Data is sensory. Humans have five inputs - sight, hearing, touch, smell and taste. We oftentimes supplement these senses through technology (microscopes, microphones, telescopes and telephones, for example.) The packets of sensory data we collect have to be made sense of. First we organize sensory data into patterns. Visual data, for example, is put together from the perception of such things as color, brightness and contrast to form visual patterned information. This allows us to conceptualize or give meaning to these visual patterns, which we call knowledge. We 're-cognize' our material surroundings. Our brains combine the new perceptions with what we have previously recognized (what we know) to allow us to perceive our environment.

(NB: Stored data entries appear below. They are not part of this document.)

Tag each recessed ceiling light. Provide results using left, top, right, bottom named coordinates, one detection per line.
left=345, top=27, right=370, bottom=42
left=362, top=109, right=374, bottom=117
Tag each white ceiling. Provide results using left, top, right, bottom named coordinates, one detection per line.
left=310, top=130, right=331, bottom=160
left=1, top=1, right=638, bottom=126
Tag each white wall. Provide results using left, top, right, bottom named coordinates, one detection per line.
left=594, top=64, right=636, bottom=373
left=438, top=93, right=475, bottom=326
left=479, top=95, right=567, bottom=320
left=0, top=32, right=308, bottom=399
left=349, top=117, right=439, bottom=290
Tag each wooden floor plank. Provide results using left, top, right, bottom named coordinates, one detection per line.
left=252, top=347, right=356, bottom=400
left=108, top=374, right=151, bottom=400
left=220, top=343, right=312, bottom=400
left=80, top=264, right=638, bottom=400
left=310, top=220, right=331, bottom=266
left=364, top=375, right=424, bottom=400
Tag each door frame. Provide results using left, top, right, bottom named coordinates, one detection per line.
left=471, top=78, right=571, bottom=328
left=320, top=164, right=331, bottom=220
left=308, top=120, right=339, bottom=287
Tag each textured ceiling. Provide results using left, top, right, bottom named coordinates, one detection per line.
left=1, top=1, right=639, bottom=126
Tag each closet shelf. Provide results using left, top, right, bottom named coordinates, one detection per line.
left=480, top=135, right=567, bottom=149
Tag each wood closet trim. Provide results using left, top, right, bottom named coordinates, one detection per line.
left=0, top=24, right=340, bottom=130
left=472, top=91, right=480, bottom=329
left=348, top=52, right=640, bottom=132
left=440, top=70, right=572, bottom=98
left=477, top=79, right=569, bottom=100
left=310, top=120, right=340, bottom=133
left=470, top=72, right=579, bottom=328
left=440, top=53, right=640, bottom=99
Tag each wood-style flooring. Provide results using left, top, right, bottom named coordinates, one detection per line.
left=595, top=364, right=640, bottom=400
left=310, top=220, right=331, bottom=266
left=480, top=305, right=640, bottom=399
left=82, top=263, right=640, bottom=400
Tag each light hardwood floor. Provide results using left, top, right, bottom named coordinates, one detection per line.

So what does this have to do with education? Well, I think everything. Most generally education is the method by which we use to pass on cultural knowledge between generations. in order for successive generations to be culturally literate and thereby adaptive and successful, educators must pass on relevant traditional knowledge from previous generations and the rationale and method underlying the creation of this knowledge. if we see education as a means of primarily passing on cultural content in the form of data and information, then we are short-circuiting the education process. In my over 3 decades as an educator, content driven coursework continues to dominate higher education. Content driven 'learning' provides our generation's answers without revealing the questions that we posed and methods that were used to arrive at these answers. Answers in themselves are relatively meaningless without their methodological context. Knowing requires the ability to sense, organize and create, This is why many students only want to know facts that will be 'on the test.' They are looking for answers without knowing the questions.
Let me approach my argument from a different direction by citing Farmer/Philosopher/Educator Wendell Berry's "Paragraph's from a Notebook" in his 2015 book of Essays "Our Only World." He laments our educational propensity to overemphasize breaking things down in order to know things. In his terms, we analyze sensory perceptions to study their anatomy. He astutely notes that "(n)either (analysis or anatomy) suggests a respect for formal integrity and that this distracts us from 'learning or teaching a competent concern for the way parts are joined." Understanding the formal integrity of our environments is an essential aspect of knowing about them. We need to understand ecosystems not just eco-facts.
Berry concludes that we should turn to the Greek term for creating 'poeisis' (from the same root as poetry) as a way for understanding formal integrity and completing the educational cycle. Knowledge requires building and building requires creativity. In this way, all learners are poets.
Education to be complete must include a mix of passing on content (what we know) and building (why and how we know it). It requires an understanding that knowledge and its endgame cultural literacy is a creative process that requires moving from data to information to knowledge.